Abstract Body

People living with HIV (PLWH) on antiretroviral therapy (ART) remain at increased risks of inflammatory comorbidities. Metformin, an anti-diabetic drug with anti-aging effect, was shown to decrease inflammation by improving glucose metabolism and changing gut microbiota composition in diabetic people. Herein, we report results from the LILAC (CIHR/CTN PT027) clinical trial evaluating the effect of 12 weeks of metformin on blood/gut inflammation and gut microbial composition in PLWH on ART.

A total of 22 non-diabetic (HbA1c <6%) PLWH, on ART with viral load <50 copies/ml for more than 3 years and CD4/CD8 ratio ≤0.7, received 12 weeks of metformin 850 mg bid. Blood and stools were collected at baseline (V1), after 12 weeks of metformin (V2), and 12 weeks after metformin discontinuation (V3). Soluble CD14 was measured in plasma. DNA was extracted from stools and 16S rRNA sequenced. Bacterial microbiota composition variations were analyzed using LefSe. Serum short chain fatty acids (SCFA) were measured by LC-MS. The beneficial Akkermansia muciniphila, enriched in stools of diabetic people initiating metformin, was quantified by qPCR.

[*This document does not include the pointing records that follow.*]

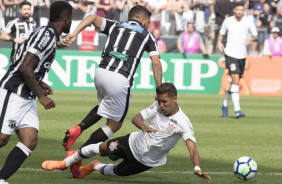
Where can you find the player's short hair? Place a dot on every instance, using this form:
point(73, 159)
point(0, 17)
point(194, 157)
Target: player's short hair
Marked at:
point(168, 88)
point(25, 3)
point(59, 8)
point(138, 11)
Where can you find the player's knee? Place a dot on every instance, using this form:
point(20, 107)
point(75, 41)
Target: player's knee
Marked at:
point(30, 144)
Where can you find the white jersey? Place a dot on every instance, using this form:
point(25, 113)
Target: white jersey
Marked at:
point(237, 34)
point(151, 149)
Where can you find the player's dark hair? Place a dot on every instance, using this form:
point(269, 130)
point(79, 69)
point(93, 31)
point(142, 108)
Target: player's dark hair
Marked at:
point(239, 3)
point(168, 88)
point(138, 11)
point(59, 8)
point(25, 3)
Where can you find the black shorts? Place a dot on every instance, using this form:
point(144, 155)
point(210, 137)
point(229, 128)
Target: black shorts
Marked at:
point(119, 148)
point(235, 66)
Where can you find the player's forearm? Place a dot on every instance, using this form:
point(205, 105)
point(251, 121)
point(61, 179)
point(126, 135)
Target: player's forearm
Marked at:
point(138, 121)
point(158, 72)
point(29, 77)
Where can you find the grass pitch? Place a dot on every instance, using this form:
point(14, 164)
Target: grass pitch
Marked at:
point(219, 141)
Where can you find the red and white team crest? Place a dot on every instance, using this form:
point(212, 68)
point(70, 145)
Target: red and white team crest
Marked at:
point(113, 146)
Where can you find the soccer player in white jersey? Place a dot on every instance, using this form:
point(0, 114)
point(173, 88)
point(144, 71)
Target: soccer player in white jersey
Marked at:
point(141, 150)
point(125, 45)
point(237, 28)
point(23, 83)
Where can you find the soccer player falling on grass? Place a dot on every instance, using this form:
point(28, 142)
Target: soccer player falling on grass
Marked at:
point(114, 77)
point(237, 28)
point(141, 150)
point(23, 83)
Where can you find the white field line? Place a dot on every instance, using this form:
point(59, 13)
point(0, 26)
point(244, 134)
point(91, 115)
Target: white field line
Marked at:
point(169, 172)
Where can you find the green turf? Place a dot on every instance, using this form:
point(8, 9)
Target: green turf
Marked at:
point(219, 141)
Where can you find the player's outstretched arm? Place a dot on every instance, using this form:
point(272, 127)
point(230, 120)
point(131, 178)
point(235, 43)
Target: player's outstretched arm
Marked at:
point(195, 158)
point(157, 69)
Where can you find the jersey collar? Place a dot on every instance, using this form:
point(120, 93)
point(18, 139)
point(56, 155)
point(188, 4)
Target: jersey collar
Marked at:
point(55, 30)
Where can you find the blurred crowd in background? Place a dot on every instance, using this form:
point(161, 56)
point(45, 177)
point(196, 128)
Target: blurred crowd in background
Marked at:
point(170, 18)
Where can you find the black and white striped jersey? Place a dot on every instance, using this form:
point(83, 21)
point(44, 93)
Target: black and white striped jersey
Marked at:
point(125, 46)
point(42, 43)
point(19, 28)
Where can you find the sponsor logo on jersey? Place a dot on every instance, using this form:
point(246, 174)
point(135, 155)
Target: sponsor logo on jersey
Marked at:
point(113, 145)
point(44, 40)
point(12, 123)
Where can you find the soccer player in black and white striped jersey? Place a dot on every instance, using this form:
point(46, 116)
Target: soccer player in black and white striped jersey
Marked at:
point(23, 82)
point(19, 29)
point(125, 45)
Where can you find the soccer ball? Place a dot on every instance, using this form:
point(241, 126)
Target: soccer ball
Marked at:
point(245, 168)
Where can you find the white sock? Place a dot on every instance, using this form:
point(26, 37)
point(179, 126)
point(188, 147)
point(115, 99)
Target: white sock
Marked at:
point(25, 149)
point(227, 99)
point(105, 169)
point(235, 96)
point(86, 151)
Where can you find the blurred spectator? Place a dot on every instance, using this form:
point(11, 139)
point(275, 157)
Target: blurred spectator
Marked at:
point(11, 7)
point(190, 42)
point(2, 20)
point(264, 23)
point(222, 10)
point(273, 45)
point(273, 5)
point(41, 11)
point(161, 44)
point(156, 7)
point(104, 7)
point(199, 6)
point(19, 29)
point(178, 12)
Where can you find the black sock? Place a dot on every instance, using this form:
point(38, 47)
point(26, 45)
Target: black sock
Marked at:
point(13, 163)
point(97, 136)
point(91, 118)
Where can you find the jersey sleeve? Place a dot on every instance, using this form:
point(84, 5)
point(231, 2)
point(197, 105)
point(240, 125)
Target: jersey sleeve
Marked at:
point(10, 27)
point(152, 46)
point(223, 28)
point(106, 25)
point(150, 111)
point(44, 40)
point(187, 132)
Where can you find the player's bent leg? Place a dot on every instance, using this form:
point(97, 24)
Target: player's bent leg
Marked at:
point(71, 135)
point(28, 136)
point(14, 160)
point(50, 165)
point(4, 139)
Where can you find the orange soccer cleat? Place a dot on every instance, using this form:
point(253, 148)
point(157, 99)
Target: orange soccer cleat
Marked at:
point(85, 170)
point(50, 165)
point(70, 136)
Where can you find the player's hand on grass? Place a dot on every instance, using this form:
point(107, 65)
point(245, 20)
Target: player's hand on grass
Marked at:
point(46, 88)
point(203, 175)
point(47, 102)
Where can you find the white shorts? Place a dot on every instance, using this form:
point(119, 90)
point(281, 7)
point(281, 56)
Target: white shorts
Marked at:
point(114, 93)
point(16, 112)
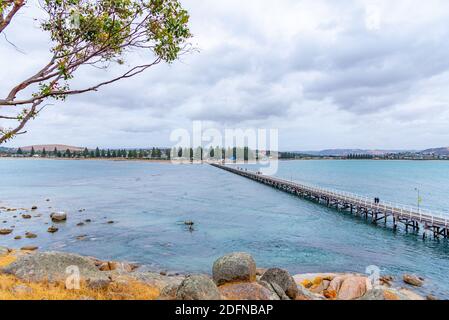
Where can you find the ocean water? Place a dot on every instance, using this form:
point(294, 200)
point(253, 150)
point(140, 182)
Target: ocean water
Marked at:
point(149, 202)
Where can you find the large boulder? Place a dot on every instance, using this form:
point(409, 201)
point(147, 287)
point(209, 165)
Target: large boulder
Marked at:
point(234, 267)
point(3, 251)
point(52, 266)
point(353, 288)
point(413, 280)
point(198, 287)
point(283, 279)
point(247, 291)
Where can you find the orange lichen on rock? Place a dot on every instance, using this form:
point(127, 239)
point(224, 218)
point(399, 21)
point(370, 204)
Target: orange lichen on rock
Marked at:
point(6, 260)
point(330, 294)
point(307, 283)
point(317, 281)
point(12, 288)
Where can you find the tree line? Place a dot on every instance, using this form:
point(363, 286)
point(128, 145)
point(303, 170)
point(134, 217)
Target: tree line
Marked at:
point(199, 153)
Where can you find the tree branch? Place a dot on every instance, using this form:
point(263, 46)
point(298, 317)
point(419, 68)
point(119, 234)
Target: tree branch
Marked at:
point(4, 22)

CD4 T-cell count, CD4/CD8 and HbA1c levels did not vary between visits, however plasma sCD14 levels decreased at V2 and V3 compared to V1. Bacterial alpha diversity tended to increase at V2 and V3. However, we observed a significant increase of Escherichia/Shigella and Lachnoclostridium and a decrease of Collinsella abundance at V2 compared to V1. The abundance of Lachnospiraceae, which are specialized in butyrate production, was increased at V3 compared to V1. Accordingly, we found increased serum butyrate/isobutyrate levels at V2 and V3 compared to V1. No differences were observed for other SCFA propionate, succinate and methylmalonate. A. muciniphila abundance remained stable between visits.

A 12-week metformin therapy in non-diabetic PLWH on ART decreased plasma levels of the inflammation marker sCD14 in association with an enrichment of butyrate-producing bacteria in stools and increased serum butyrate levels. To confirm our study findings, a longer metformin treatment should be conducted in non-diabetic PLWH.